Posts about technology (old posts, page 6)

python reload: danger, here be dragons

At Mozilla, we use buildbot to coordinate performing builds, unit tests, performance tests, and l10n repacks across all of our build slaves. There is a lot of activity on a project the size of Firefox, which means that the build slaves are kept pretty busy most of the time. Unfortunately, like most software out there, our buildbot code has bugs in it. buildbot provides two ways of picking up new changes to code and configuration: 'buildbot restart' and 'buildbot reconfig'. Restarting buildbot is the cleanest thing to do: it shuts down the existing buildbot process, and starts a new one once the original has shut down cleanly. The problem with restarting is that it interrupts any builds that are currently active. The second option, 'reconfig', is usually a great way to pick up changes to buildbot code without interrupting existing builds. 'reconfig' is implemented by sending SIGHUP to the buildbot process, which triggers a python reload() of certain files. This is where the problem starts. Reloading a module basically re-initializes the module, including redefining any classes that are in the module...which is what you want, right? The whole reason you're reloading is to pick up changes to the code you have in the module! So let's say you have a module, foo.py, with these classes:


class Foo(object):
    def foo(self):
        print "Foo.foo"


class Bar(Foo):
    def foo(self):
        print "Bar.foo"
        Foo.foo(self)
and you're using it like this:

>>> import foo

>>> b = foo.Bar()

>>> b.foo()

Bar.foo

Foo.foo

Looks good! Now, let's do a reload, which is what buildbot does on a 'reconfig':

>>> reload(foo)



>>> b.foo()

Bar.foo

Traceback (most recent call last):
  File "", line 1, in 
  File "/Users/catlee/test/foo.py", line 13, in foo
    Foo.foo(self)
TypeError: unbound method foo() must be called with Foo instance as first argument (got Bar instance instead)

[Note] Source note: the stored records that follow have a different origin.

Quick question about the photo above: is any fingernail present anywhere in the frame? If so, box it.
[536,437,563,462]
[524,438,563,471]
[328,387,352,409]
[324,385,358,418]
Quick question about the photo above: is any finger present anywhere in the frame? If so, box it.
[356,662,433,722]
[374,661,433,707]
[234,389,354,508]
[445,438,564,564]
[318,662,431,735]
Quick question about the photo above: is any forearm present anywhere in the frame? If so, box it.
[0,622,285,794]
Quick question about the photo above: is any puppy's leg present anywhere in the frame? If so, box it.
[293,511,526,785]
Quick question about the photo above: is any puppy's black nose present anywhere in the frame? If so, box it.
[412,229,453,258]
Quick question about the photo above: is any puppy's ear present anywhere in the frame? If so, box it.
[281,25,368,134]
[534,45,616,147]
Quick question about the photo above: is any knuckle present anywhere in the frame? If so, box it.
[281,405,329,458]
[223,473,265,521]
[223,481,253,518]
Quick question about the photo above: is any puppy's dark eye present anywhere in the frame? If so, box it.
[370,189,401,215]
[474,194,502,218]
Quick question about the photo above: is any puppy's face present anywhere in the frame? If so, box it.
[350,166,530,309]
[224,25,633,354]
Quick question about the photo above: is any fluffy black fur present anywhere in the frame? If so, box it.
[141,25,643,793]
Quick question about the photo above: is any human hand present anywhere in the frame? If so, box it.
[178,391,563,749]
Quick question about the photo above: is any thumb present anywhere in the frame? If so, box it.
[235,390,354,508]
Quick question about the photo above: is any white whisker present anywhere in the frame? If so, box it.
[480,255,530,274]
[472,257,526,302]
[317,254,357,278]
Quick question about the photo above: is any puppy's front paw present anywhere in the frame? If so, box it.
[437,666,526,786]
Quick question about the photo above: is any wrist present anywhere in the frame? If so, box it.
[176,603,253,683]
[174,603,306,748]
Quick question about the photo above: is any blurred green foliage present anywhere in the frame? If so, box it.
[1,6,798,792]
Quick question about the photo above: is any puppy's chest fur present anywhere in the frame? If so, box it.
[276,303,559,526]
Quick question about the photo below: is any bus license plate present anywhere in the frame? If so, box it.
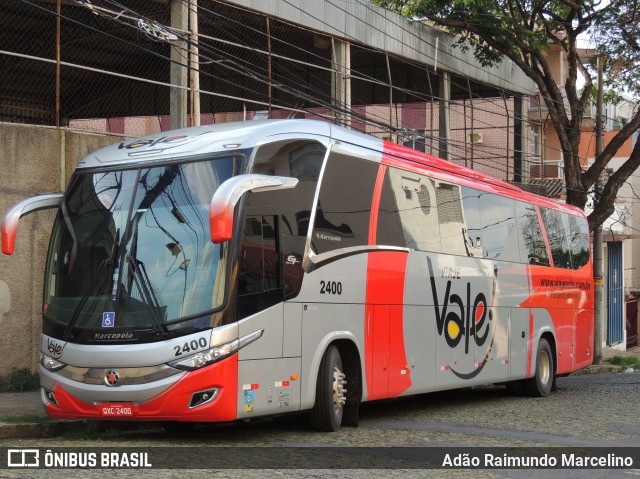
[100,404,134,417]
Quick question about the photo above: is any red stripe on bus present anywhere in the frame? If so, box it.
[365,252,411,400]
[527,311,534,377]
[368,165,387,245]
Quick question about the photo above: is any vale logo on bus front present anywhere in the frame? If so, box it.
[426,257,497,379]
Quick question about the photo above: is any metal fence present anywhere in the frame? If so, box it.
[1,0,553,188]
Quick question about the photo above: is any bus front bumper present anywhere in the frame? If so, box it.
[39,355,238,422]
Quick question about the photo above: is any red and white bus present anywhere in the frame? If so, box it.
[1,119,593,431]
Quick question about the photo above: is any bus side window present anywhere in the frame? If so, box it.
[237,215,282,320]
[461,187,483,257]
[541,208,572,269]
[250,140,325,238]
[381,167,441,252]
[435,181,467,256]
[568,213,590,269]
[515,202,550,266]
[376,167,410,248]
[478,194,519,262]
[312,153,378,254]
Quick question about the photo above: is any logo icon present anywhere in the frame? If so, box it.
[104,370,120,387]
[286,255,300,265]
[47,338,66,358]
[7,449,39,468]
[102,312,115,328]
[427,256,498,380]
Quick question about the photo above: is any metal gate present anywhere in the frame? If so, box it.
[607,241,624,344]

Whoops! What happened? The TypeError exception is complaining that Foo.foo must be called with an instance of Foo as the first argument. (NB: we're calling the unbound method on the class here, not a bound method on the instance, which is why we need to pass in 'self' as the first argument. This is typical when calling your parent class) But wait! Isn't Bar a sub-class of Foo? And why did this work before? Let's try this again, but let's watch what happens to Foo and Bar this time, using the id() function:

>>> import foo

>>> b = foo.Bar()

>>> id(foo.Bar)

3217664

>>> reload(foo)



>>> id(foo.Bar)

3218592

(The id() function returns a unique identifier for objects in python; if two objects have the same id, then they refer to the same object) The id's are different, which means that we get a new Bar class after we reload...I guess that makes sense. Take a look at our b object, which was created before the reload:

>>> b.__class__



>>> id(b.__class__)

3217664

So b is an instance of the old Bar class, not the new one. Let's look deeper:

>>> b.__class__.__bases__

(,)

>>> id(b.__class__.__bases__[0])

3216336

>>> id(foo.Foo)

3218128

A ha! The old Bar's base class (Foo) is different than what's currently defined in the module. After we reloaded the foo module, the Foo class was redefined, which is presumably what we want. The unfortunate side effect of this is that any references by name to the class 'Foo' will pick up the new Foo class, including code in methods of subclasses. There are probably other places where this has unexpected results, but for us, this is the biggest problem. Reloading essentially breaks class inheritance for objects whose lifetime spans the reload. Using super() in the normal way doesn't even work, since you usually refer to your instance's class by name:

class Bar(Foo):
    def foo(self):
        print "Bar.foo"
        super(Bar, self).foo()
If you're using new-style classes, it looks like you can get around this by looking at your __class__ attribute:

class Bar(Foo):
    def foo(self):
        print "Bar.foo"
        super(self.__class__, self).foo()
Buildbot isn't using new-style classes...yet...so we can't use super(). Another workaround I'm playing around with is to use the inspect module to get at the class hierarchy:

def get_parent(obj, n=1):
    import inspect
    return inspect.getmro(obj.__class__)[n]


class Bar(Foo):
    def foo(self):
        print "Bar.foo"
        get_parent(self).foo(self)

PHP is now officially the dumbest language ever

From Slashdot: PHP Gets Namespace Separators, With a Twist. I've never been a big fan of PHP. Yes, it's easy to get up and running, and there are about a bajillion PHP developers out there, but I've always felt that it was a language with no clear direction behind it, riddled with inconsistencies and features that were not well thought out. This latest decision to use '\' as the namespace separator in PHP is simply braindead. Most programming languages in use today use '\' as an escape character. Including, I should add, PHP!!!. Maybe you're supposed to think of using '\' to 'escape' from one namespace into the next? What's wrong with '::'? It's not like PHP prizes readability or brevity. How about '.'? Oh wait, that's right, '.' is used for string concatenation (wouldn't want to use '+' for that...) So yeah, I'm just happy I haven't had to do much in the way of PHP work lately. Any chance I get, I use Python for web stuff, usually with Pylons.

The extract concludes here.